THE BIKER AGREED TO SPEND 24 HOURS COMPLETELY ALONE AT THE BOTTOM OF THE OCEAN…

Part 3 👇 Ryan stared at the glowing keypad.

The station had never asked for his name before.

Yet now the steel door slowly unlocked with a deep metallic click.

He stepped inside.

The room was nothing like the rest of Abyss-7.

No laboratory equipment.

No machinery.

Only a circular chamber with dozens of video screens covering the walls.

Every screen showed the same thing.

Ryan.

Sleeping.

Eating.

Walking.

Looking out into the darkness.

Some recordings were from tonight.

Others…

Could not be.

One screen showed him with a beard he had never grown.

Another showed gray hair.

Another showed a scar across his face.

Years of different versions of himself.

He backed away.

“What is this?”

The older voice returned through the speakers.

“Compartment Echo doesn’t study the ocean.”

“It studies isolation.”

Ryan’s heart pounded.

“The company built Abyss-7 to learn how the human mind behaves when completely cut off from the world.”

“Every volunteer believed they were spending their first night here.”

“They weren’t.”

Ryan shook his head.

“That’s impossible.”

The screens changed again.

This time they showed dozens of previous caretakers.

Some lasted three hours.

Some lasted twelve.

One lasted nearly three days.

Every one of them eventually reached the same room.

Every one of them faced the same question.

A final message appeared across the largest screen.

IF YOU CANNOT TRUST YOUR OWN PERCEPTION… WHAT DO YOU CHOOSE TO TRUST?

Ryan closed his eyes.

He stopped looking at the monitors.

Stopped listening to the speakers.

Stopped reacting to every unexplained sound.

Instead, he checked the only thing he knew had never lied to him.

His dive watch.

It still ticked.

Second by second.

Steady.

Real.

He smiled.

“The station wants me to doubt myself.”

“It doesn’t control time.”

Only then did he notice the truth.

Every clock inside Abyss-7 had been manipulated.

Every recording had been edited.

Every strange announcement had been triggered by software designed to test decision-making under extreme psychological stress.

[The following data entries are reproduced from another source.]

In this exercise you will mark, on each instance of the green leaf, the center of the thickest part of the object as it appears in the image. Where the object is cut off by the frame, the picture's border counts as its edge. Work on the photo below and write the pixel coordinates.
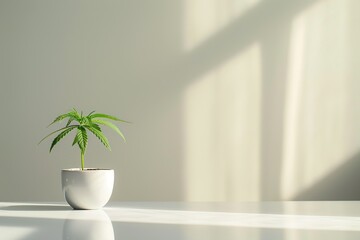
(100, 136)
(74, 115)
(101, 115)
(111, 125)
(72, 126)
(82, 138)
(60, 136)
(75, 140)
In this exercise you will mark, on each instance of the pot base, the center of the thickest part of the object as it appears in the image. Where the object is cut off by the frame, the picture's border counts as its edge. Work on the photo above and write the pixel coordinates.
(90, 188)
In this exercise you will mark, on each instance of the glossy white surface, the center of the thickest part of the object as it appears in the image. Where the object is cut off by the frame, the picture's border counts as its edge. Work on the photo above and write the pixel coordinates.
(88, 189)
(223, 221)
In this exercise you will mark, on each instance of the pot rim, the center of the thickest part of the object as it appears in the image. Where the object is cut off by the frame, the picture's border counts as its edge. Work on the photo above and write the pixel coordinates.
(86, 169)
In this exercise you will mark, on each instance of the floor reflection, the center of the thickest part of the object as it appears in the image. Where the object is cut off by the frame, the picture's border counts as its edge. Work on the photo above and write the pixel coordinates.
(88, 225)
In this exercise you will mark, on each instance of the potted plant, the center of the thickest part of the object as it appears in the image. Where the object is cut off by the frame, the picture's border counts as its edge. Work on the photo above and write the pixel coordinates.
(86, 188)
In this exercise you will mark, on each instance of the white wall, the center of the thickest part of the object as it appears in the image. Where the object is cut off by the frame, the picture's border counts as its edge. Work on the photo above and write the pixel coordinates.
(230, 100)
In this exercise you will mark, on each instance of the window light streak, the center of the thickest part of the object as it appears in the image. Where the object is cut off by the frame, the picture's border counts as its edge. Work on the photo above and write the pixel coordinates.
(253, 220)
(203, 18)
(222, 131)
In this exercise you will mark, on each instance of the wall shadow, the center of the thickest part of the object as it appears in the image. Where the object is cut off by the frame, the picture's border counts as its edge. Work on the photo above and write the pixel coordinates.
(340, 184)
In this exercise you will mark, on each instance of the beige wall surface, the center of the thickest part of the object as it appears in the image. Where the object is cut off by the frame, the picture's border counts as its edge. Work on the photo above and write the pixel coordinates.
(230, 100)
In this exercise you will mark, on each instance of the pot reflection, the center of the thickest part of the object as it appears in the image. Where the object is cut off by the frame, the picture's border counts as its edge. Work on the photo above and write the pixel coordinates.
(89, 225)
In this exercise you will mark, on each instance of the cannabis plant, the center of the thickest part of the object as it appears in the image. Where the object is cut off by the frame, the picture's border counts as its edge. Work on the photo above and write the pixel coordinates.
(83, 124)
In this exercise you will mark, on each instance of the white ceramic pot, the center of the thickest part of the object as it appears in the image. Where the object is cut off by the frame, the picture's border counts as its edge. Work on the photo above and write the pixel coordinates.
(87, 189)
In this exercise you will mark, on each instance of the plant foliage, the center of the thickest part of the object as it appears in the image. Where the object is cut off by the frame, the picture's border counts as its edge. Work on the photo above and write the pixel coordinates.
(82, 124)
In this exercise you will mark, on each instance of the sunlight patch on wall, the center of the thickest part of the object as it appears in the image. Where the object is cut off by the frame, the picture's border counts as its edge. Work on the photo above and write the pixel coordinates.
(204, 18)
(318, 102)
(222, 131)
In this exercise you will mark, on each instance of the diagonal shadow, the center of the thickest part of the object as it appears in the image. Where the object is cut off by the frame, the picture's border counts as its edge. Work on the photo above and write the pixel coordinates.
(340, 184)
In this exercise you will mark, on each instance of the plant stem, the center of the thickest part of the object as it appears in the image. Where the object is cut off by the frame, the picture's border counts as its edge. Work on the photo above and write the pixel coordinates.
(82, 160)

Even the mysterious knocking…

The engineers later demonstrated how tiny pressure changes in the station’s hull could reproduce those sounds through hidden resonance panels.

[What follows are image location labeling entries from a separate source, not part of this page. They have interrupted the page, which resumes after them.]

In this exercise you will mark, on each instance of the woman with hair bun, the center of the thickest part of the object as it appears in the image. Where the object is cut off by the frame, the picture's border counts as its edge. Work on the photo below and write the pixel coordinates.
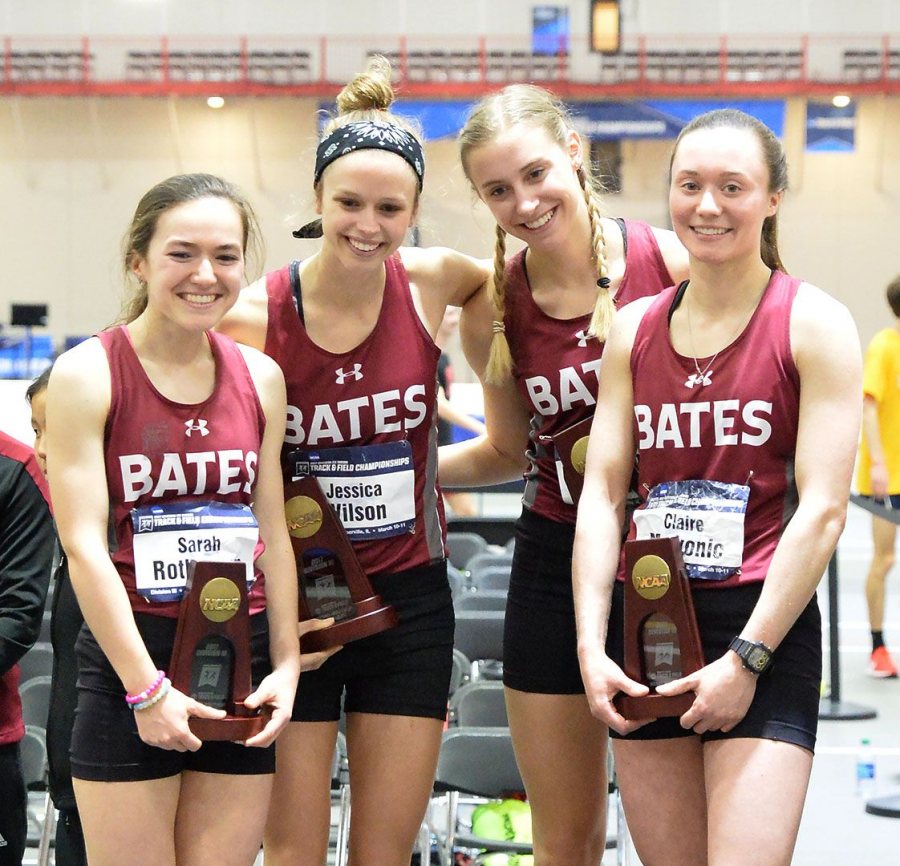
(353, 329)
(535, 336)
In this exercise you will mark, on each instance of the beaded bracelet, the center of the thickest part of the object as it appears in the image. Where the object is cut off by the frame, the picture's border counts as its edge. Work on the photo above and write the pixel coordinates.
(163, 690)
(131, 700)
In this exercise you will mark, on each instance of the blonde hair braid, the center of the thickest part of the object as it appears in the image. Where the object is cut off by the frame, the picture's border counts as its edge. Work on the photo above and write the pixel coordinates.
(500, 358)
(604, 307)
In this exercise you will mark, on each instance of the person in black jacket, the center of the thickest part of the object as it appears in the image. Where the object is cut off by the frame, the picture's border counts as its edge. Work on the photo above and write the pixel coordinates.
(26, 554)
(65, 623)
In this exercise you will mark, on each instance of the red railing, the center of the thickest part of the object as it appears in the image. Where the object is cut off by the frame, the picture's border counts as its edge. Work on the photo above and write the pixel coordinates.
(445, 67)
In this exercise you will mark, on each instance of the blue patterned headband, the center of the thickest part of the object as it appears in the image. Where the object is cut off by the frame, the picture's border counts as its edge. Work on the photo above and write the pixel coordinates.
(362, 135)
(373, 135)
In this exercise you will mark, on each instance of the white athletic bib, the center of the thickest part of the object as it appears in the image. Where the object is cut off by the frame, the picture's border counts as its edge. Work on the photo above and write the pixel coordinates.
(167, 537)
(708, 519)
(371, 487)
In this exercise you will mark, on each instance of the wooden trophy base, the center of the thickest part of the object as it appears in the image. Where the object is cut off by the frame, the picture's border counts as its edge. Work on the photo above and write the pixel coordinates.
(652, 706)
(662, 641)
(324, 554)
(231, 728)
(372, 616)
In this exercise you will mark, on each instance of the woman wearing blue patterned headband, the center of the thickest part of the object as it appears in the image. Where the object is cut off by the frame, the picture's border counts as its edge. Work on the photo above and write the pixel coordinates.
(353, 329)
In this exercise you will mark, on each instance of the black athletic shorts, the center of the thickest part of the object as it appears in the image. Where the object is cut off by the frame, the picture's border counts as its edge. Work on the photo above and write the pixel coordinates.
(539, 641)
(404, 671)
(106, 746)
(786, 704)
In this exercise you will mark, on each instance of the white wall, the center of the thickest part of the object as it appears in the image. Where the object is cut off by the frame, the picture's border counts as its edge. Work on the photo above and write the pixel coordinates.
(433, 17)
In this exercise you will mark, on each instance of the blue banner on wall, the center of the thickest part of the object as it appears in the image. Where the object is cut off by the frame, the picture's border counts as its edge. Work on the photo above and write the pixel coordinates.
(663, 119)
(549, 30)
(829, 128)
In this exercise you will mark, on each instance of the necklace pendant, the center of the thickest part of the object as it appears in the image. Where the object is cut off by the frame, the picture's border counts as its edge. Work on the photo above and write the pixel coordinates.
(699, 379)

The figure outside the observation window?

A projection created by polarized glass and carefully positioned external lights mounted on maintenance drones.

There had never been anyone standing on the ocean floor.

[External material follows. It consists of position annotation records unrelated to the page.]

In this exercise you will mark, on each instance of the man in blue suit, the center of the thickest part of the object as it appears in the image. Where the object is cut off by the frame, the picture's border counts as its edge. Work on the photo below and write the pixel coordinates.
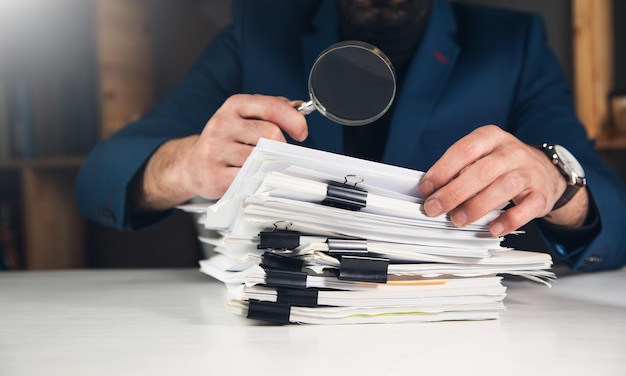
(478, 90)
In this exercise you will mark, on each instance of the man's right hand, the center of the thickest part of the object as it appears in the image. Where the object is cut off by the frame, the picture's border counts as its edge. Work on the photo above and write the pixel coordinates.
(205, 165)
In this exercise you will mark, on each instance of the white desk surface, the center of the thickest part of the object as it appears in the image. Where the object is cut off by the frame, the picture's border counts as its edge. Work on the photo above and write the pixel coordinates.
(173, 322)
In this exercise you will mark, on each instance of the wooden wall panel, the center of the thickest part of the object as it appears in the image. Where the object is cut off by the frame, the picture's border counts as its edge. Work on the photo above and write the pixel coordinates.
(125, 62)
(593, 62)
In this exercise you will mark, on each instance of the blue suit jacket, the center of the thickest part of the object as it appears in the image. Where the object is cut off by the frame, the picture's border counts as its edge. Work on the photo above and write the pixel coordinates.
(474, 66)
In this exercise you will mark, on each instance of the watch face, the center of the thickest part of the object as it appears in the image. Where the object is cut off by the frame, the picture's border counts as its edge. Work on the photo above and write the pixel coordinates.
(569, 161)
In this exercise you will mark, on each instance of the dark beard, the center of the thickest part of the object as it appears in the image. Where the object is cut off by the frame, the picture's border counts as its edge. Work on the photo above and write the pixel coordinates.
(385, 17)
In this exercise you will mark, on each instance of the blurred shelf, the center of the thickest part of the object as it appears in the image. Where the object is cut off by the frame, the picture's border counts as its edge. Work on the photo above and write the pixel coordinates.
(42, 163)
(614, 141)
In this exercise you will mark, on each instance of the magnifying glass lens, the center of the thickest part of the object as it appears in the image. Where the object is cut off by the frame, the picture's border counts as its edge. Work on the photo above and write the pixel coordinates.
(352, 83)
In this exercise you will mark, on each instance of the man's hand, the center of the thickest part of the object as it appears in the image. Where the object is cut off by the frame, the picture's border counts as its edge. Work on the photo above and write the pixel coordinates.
(204, 165)
(490, 167)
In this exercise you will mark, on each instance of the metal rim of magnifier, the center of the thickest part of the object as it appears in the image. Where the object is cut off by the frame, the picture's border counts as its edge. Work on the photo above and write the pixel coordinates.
(342, 45)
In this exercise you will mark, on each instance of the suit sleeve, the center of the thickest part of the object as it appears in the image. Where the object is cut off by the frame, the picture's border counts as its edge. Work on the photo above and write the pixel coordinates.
(543, 112)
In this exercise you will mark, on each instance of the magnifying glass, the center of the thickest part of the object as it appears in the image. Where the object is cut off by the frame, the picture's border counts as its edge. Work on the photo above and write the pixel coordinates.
(351, 83)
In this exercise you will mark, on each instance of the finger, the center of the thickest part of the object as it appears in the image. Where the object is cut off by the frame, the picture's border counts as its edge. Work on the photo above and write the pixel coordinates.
(274, 110)
(249, 131)
(500, 192)
(518, 215)
(471, 180)
(460, 155)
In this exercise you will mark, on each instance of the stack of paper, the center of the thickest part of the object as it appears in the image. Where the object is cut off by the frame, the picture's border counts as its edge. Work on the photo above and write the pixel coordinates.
(306, 236)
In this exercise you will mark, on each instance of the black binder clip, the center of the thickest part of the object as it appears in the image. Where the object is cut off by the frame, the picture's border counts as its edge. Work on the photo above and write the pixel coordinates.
(346, 196)
(297, 297)
(340, 247)
(285, 278)
(363, 269)
(276, 261)
(269, 311)
(279, 240)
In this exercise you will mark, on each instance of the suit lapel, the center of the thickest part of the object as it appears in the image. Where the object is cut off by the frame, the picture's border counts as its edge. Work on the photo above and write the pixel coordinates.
(424, 82)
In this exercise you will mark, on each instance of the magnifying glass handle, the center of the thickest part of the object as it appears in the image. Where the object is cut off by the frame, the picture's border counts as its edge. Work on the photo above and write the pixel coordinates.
(305, 108)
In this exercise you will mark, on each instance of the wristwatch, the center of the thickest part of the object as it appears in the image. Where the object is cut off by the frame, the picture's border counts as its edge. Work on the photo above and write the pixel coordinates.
(569, 167)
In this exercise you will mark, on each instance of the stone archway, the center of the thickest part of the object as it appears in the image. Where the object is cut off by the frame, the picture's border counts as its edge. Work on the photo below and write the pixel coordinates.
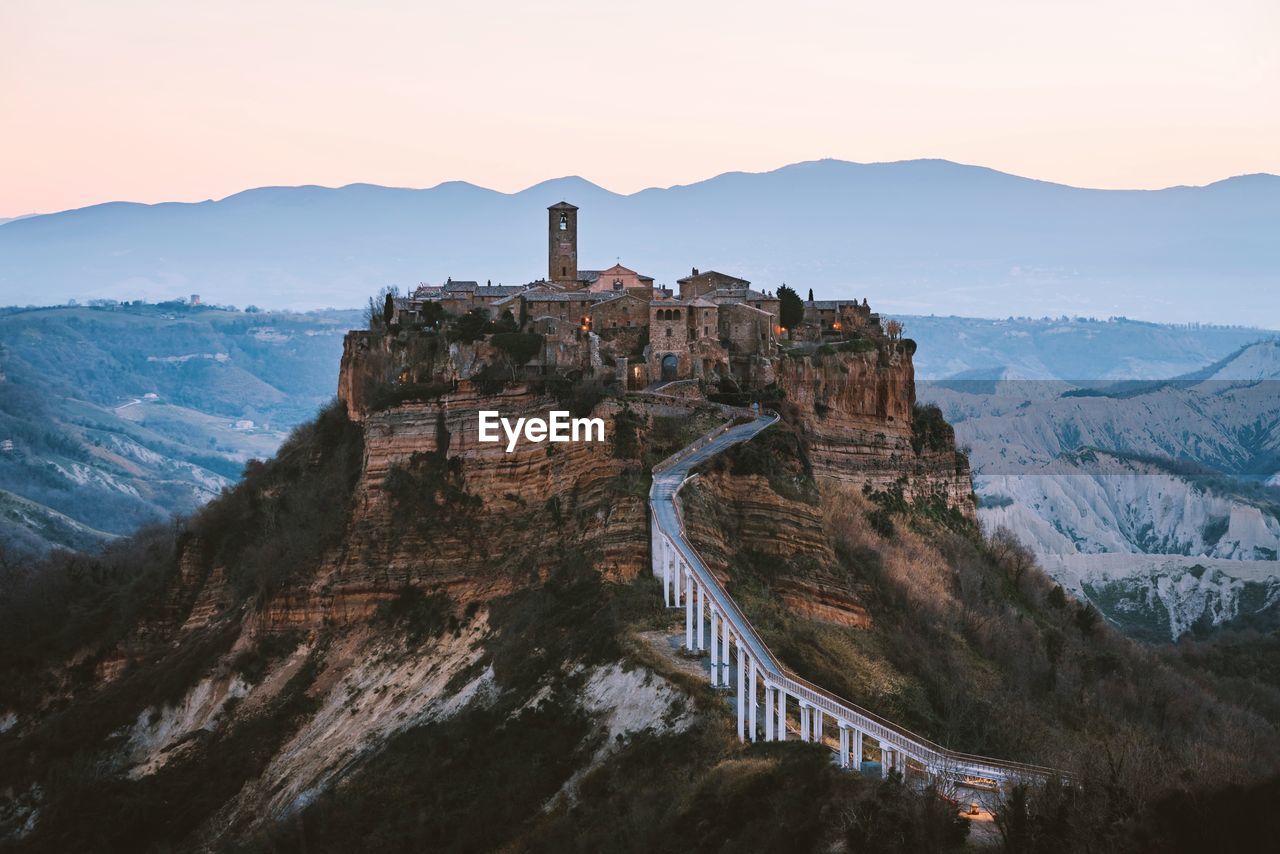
(670, 368)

As dawn approached, emergency communications suddenly returned.

The director’s voice came over the radio.

“Ryan… do you read?”

“I read you.”

A long pause.

“Congratulations.”

“You’re the first person who refused to let the station decide what was real.”

Hours later, after returning to the surface, Ryan learned the true purpose of the project.

It had never been about surviving the deep ocean.

It was about preparing astronauts, submarine crews, and disaster-response teams for environments where stress, isolation, and uncertainty could become more dangerous than the mission itself.

The fifty million dollars had never been a reward for enduring fear.

It was a reward for keeping his judgment when every piece of evidence seemed designed to make him abandon it.

Years later, the training protocol developed from Ryan’s experience became standard for crews preparing for the longest space missions ever attempted.

The final lesson given to every trainee came from Ryan himself:

“Fear isn’t the moment you hear the knocking. Fear is the moment you stop questioning whether the knocking is real.”

He was often asked what frightened him most that night.

The darkness?

The silence?

The mysterious figure outside?

Ryan always gave the same answer.

“The ocean didn’t scare me.”

“The possibility that I might stop trusting my own mind did.”

And that, he believed, was the deepest place anyone could ever be.